Python Forum

Full Version: waiting for the first of many pipes to send data
You're currently viewing a stripped down version of our content. View the full version with proper formatting.
i am writing a script the will run up to about 16 child processes that send back output for the parent to read and print. the timing can be rather random because each is contacting different servers on the net. they will all run in parallel to reduce the total time. some servers have been known to take several minutes because of complex searches on huge databases. once a child process starts getting data and printing it over the pipe to the parent, it goes quite fast plus there is a requirement to not allow output lines to be mixed although the order does not matter. so one a child begins to send data the parent reads all from that child only until EOF on that pipe. but until it knows which child will output next, it needs to wait until one of the pipes is ready. in C i would call poll() to do this then loop around read() until EOF. in Python my first thought is to do it basically the same way. but i would like to know if there is a better alternative for that.
I would use the select or selectors module for this.
it looks like selectors is not much different than the kernel syscall stuff. i'll be experimenting with this over the next few days. got a lot of subprocesses to make.
the example in the docs for selectors is confusing to me. i'll just have a bunch of (list of) pipes already open for read, with the other end being a child process stdout. all i need is to wait for one of them to be ready and know which is. i already know how to do that with direct syscalls (select() or poll()) using file descriptors. my code will then loop and read that one pipe until EOF (not interleaving with any others) then wait to see which (less the one i just got EOF on) is ready the next time.

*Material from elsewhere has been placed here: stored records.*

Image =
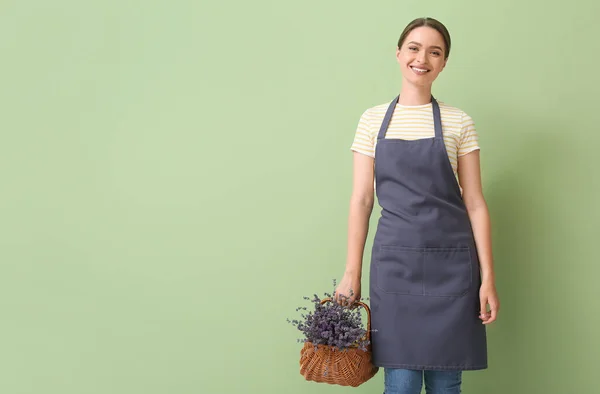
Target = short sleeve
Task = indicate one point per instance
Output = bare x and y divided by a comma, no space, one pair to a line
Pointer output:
364,141
469,140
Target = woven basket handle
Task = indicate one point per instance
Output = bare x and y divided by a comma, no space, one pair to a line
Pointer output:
359,303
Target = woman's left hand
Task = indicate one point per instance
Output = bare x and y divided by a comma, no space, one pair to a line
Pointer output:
488,295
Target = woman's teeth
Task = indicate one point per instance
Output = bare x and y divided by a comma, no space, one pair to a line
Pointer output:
419,70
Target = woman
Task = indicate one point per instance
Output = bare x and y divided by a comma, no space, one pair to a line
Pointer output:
431,273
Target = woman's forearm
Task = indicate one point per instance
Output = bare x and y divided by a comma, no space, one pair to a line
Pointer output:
480,221
358,228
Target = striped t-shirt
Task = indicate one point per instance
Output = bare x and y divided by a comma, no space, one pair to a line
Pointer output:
413,122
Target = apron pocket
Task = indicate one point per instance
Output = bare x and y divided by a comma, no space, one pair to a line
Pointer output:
447,271
400,269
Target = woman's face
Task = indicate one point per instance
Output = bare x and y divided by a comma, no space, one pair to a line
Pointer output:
423,49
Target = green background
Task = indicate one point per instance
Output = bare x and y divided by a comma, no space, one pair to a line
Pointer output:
176,177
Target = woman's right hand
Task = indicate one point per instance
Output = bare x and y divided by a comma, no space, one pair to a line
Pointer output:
348,291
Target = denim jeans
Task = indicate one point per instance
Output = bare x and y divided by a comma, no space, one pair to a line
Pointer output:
408,381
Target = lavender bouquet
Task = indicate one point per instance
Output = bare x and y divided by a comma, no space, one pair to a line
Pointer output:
331,324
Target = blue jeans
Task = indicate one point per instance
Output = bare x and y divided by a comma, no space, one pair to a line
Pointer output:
408,381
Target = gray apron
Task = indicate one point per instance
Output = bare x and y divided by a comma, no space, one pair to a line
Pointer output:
424,273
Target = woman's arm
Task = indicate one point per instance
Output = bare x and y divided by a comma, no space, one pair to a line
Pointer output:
469,174
361,206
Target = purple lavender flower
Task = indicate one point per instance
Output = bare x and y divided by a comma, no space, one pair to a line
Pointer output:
332,324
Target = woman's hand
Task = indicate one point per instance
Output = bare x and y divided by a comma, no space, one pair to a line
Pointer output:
348,291
488,295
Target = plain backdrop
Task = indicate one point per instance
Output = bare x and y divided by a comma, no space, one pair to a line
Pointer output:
176,177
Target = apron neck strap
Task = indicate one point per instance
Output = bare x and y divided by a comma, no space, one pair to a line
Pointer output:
437,118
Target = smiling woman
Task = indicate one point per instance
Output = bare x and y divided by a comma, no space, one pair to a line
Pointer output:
431,275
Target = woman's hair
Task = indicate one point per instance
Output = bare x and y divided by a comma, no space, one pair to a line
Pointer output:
430,22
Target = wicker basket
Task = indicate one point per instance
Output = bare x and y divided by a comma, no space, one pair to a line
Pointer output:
328,364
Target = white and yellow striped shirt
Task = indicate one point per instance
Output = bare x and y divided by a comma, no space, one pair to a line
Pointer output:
414,122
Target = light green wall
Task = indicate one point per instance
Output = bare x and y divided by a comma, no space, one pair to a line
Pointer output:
176,175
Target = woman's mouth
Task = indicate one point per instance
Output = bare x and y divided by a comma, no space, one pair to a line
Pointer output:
419,71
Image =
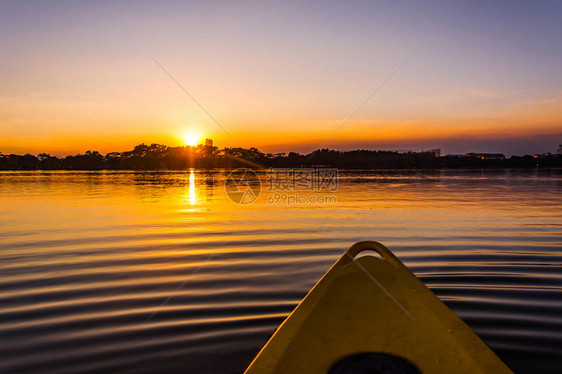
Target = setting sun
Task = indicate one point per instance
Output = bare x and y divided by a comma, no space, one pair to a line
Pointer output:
191,139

the example seems to be trying to run functions via selectors which i see as complicating the level of simplicity i need.
Use the selectors module: it is recent and high-level. You don't need to use callbacks as they do in the documentation's example. You can very well read directly from the pipes in the while True loop.
i don't want to read from any pipes until i know which one is ready, first. then i want to read only that one pipe, blocking in each read, until EOF on it. then back to checking for the next pipe to be ready. i'll probably need to change the pipe to non-blocking mode for the wait and to blocking mode for the read-to-EOF loop, and unregister that pipe and close it.

i wonder if i need to mess with setting blocking vs. non-blocking if i use a file object instead of a file descriptor. i'll be starting these subprocesses with Popen, so i can easily use the file object.

once a subprocess starts to get data from the net, it will be getting it all reasonably quickly with only small times between each line (they can be made to flush per line).
You can simply do this with the selectors module
import selectors

with selectors.DefaultSelector() as sel:
    npipes = 0
    for p in my_pipes:
        sel.register(p, selectors.EVENT_READ)
        npipes += 1

    while npipes:
        events = sel.select()
        for key, mask in events:
            sel.unregister(key.fileobj)
            npipes -= 1
            data = key.fileobj.read()
            key.fileobj.close()
            # do something with data
i'll try that. i'll probably make a function to do the wait thing to get just one result at a time. when there is more than one event (more than one pipe is ready) the order doesn't really matter. the parallelism is just for parallel performance, not to reveal which source is fastest. a previous version of this did the parallel stuff but the pipes were read in the order they were in the original list (so the time to see first output would usually be longer).